Just curious if I can squeeze the 9" on the rear.
Car is MK3 jetta rolled fenders dumped on witec coils. I dont have adapters or spacers yet.
Anyone with some light on this fitment please do share! http://****************.com/smile/emthup.gif 
Thanks all, and happy halloween!


----------



## Si Trav (Oct 26, 2008)

anything? anyone?


----------



## Si Trav (Oct 26, 2008)

ttt.......


----------



## Si Trav (Oct 26, 2008)

anyone with some helpfull advice


----------



## MitchNFitch (Apr 8, 2008)

*FV-QR*

17x8 front 17x9 back
























Sauce: http://www.eurotuner.com/featu....html
17x8 front 17x9 back
















Sauce: http://www.vwvortex.com/artman...shtml


----------



## Si Trav (Oct 26, 2008)

thank you so much for the pics!
tracer tech 2's http://****************.com/smile/emthup.gif


----------



## MitchNFitch (Apr 8, 2008)

*FV-QR*

Yeah, no problem man.

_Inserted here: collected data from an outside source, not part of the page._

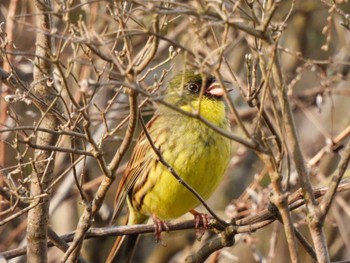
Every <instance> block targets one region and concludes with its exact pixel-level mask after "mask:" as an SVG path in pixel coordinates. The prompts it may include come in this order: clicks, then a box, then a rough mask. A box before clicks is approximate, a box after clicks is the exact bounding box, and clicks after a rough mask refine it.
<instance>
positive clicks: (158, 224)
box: [152, 214, 170, 247]
mask: <svg viewBox="0 0 350 263" xmlns="http://www.w3.org/2000/svg"><path fill="white" fill-rule="evenodd" d="M152 220H153V224H154V227H155V230H154V236H155V239H156V242H157V243H160V244H161V245H162V246H164V247H166V244H165V243H163V242H162V231H166V232H169V230H170V229H169V227H168V225H167V224H166V223H165V222H164V221H162V220H161V219H159V218H158V217H157V216H156V215H154V214H153V215H152Z"/></svg>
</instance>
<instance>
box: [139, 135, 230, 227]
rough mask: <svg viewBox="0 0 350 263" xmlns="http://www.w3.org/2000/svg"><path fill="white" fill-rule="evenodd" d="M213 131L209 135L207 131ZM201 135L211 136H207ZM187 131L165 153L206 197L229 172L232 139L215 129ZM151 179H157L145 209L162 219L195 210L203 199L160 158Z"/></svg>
mask: <svg viewBox="0 0 350 263" xmlns="http://www.w3.org/2000/svg"><path fill="white" fill-rule="evenodd" d="M207 133H209V135H208V134H207ZM201 134H206V135H207V136H206V137H205V138H203V136H202V135H201ZM201 134H199V133H198V134H187V135H186V136H185V137H184V136H183V137H182V138H181V142H182V147H181V146H179V145H177V142H176V138H175V139H174V140H173V141H169V142H168V144H169V145H168V148H169V149H170V151H164V152H163V154H162V156H163V158H164V159H165V160H166V161H167V162H168V164H170V165H171V167H172V168H174V170H175V171H176V173H177V174H178V175H179V176H181V179H182V180H184V181H185V182H186V183H187V184H189V185H190V186H191V187H192V188H194V189H195V190H196V191H197V192H198V193H199V194H200V195H201V196H202V197H203V198H204V199H207V198H208V197H209V196H210V195H211V194H212V192H213V191H214V190H215V189H216V187H217V185H218V184H219V182H220V181H221V178H222V176H223V174H224V172H225V169H226V166H227V163H228V161H229V157H230V153H229V152H230V150H229V148H230V147H229V144H230V143H229V140H228V139H226V138H224V137H222V136H220V135H218V134H217V133H215V132H214V131H212V130H210V131H209V132H208V131H206V133H201ZM155 167H156V168H155V169H152V171H151V173H150V175H149V179H150V180H154V182H153V183H152V185H153V186H152V188H150V189H149V191H148V193H147V194H146V195H145V197H144V200H143V205H142V207H141V212H142V213H143V214H149V215H150V214H154V215H156V216H157V217H158V218H160V219H164V220H166V219H172V218H176V217H179V216H181V215H183V214H185V213H186V212H188V211H190V210H191V209H194V208H195V207H196V206H198V205H199V204H200V201H199V200H198V199H197V198H196V197H195V196H194V195H193V193H191V192H190V191H189V190H188V189H187V188H186V187H185V186H183V185H182V184H181V183H180V181H179V180H178V179H176V178H175V177H174V176H173V175H172V174H171V173H170V172H169V170H168V169H167V168H165V166H164V165H163V164H161V163H160V162H159V161H158V162H157V165H155Z"/></svg>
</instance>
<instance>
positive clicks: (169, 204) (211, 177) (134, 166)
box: [106, 70, 230, 263]
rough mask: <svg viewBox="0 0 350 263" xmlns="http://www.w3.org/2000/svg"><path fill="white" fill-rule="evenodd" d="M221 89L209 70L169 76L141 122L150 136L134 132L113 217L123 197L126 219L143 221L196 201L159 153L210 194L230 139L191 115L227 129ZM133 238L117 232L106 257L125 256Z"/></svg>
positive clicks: (219, 126) (222, 168)
mask: <svg viewBox="0 0 350 263" xmlns="http://www.w3.org/2000/svg"><path fill="white" fill-rule="evenodd" d="M224 94H225V92H224V90H223V88H222V87H221V86H220V84H219V83H218V82H217V80H216V79H215V77H213V76H211V75H209V74H203V73H196V72H194V71H189V70H187V71H183V72H180V73H178V74H177V75H175V76H174V77H173V78H172V79H171V80H170V81H169V84H168V87H167V89H166V92H165V95H164V98H163V100H164V103H163V104H160V105H159V106H158V109H157V110H156V111H155V113H154V116H153V117H152V119H151V120H150V121H149V122H148V123H147V125H146V132H147V133H148V135H149V136H146V135H147V134H146V132H145V131H143V132H141V134H140V135H139V137H138V139H137V141H136V144H135V147H134V149H133V152H132V155H131V158H130V160H129V162H128V164H127V166H126V169H125V172H124V175H123V177H122V179H121V180H120V183H119V186H118V188H117V192H116V197H115V209H114V214H113V218H116V217H117V216H118V215H119V214H120V212H121V210H122V208H123V206H124V203H125V201H126V203H127V207H128V212H129V214H128V219H127V224H128V225H133V224H141V223H144V222H146V220H148V218H149V217H152V218H153V219H154V220H161V222H163V221H164V220H170V219H174V218H178V217H180V216H182V215H184V214H185V213H187V212H189V211H193V209H194V208H196V207H197V206H198V205H199V204H200V201H199V200H198V198H197V197H195V196H194V195H193V193H191V192H190V191H189V190H188V189H187V188H186V187H185V186H184V185H182V184H180V183H179V181H178V180H177V179H176V178H175V177H174V176H173V174H172V173H171V172H170V171H169V169H168V168H167V167H165V165H164V163H162V162H160V159H159V155H160V156H161V157H162V158H163V160H164V161H165V162H166V163H167V164H169V165H170V166H171V167H172V168H173V169H174V171H176V173H177V174H178V175H179V176H180V177H181V179H182V180H184V181H185V182H186V183H187V184H188V185H190V186H191V187H192V188H193V189H194V190H195V191H196V192H197V193H198V194H199V195H200V196H201V197H202V198H204V199H207V198H209V196H210V195H211V194H212V193H213V191H214V190H215V189H216V188H217V186H218V184H219V183H220V181H221V179H222V177H223V175H224V173H225V171H226V168H227V165H228V162H229V159H230V140H229V139H228V138H226V137H224V136H223V135H222V134H220V133H219V132H218V131H216V130H214V129H213V128H212V127H210V125H207V124H206V123H204V122H203V121H201V120H200V118H195V117H193V116H194V115H196V114H197V115H199V116H200V117H201V118H204V119H206V120H207V121H208V122H210V123H211V124H212V125H215V126H217V127H218V128H220V129H223V130H225V131H229V130H230V124H229V121H228V119H227V114H226V111H225V103H224V101H223V97H224ZM176 109H178V110H176ZM184 112H186V113H189V114H184ZM190 115H192V116H190ZM152 144H153V147H152ZM155 149H157V151H158V154H157V152H156V150H155ZM137 239H138V235H137V234H134V235H127V236H119V237H118V238H117V240H116V241H115V243H114V245H113V248H112V249H111V251H110V253H109V256H108V259H107V261H106V262H123V263H124V262H125V263H126V262H130V261H131V259H132V256H133V251H134V248H135V244H136V242H137Z"/></svg>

Good luck with the wheels.


----------



## Si Trav (Oct 26, 2008)

thanks bro. looking to purchase two 17x9 turbo twists as we speak. thanks again for the pics!


----------



## Daniel (Sep 7, 2003)

*Re: (Si Trav)*

those cars posted look like they have a little more done to the fenders than just rolling them....I know the silver one for sure does.
I would post this question up in the MKIII forum because I know there are a ton of wheel whores that should be able to answer http://****************.com/smile/emthup.gif


----------



## Si Trav (Oct 26, 2008)

*Re: (Daniel)*


_Quote, originally posted by *Daniel* »_those cars posted look like they have a little more done to the fenders than just rolling them....I know the silver one for sure does.
I would post this question up in the MKIII forum because I know there are a ton of wheel whores that should be able to answer http://****************.com/smile/emthup.gif 

thanks for the advice bro http://****************.com/smile/emthup.gif


----------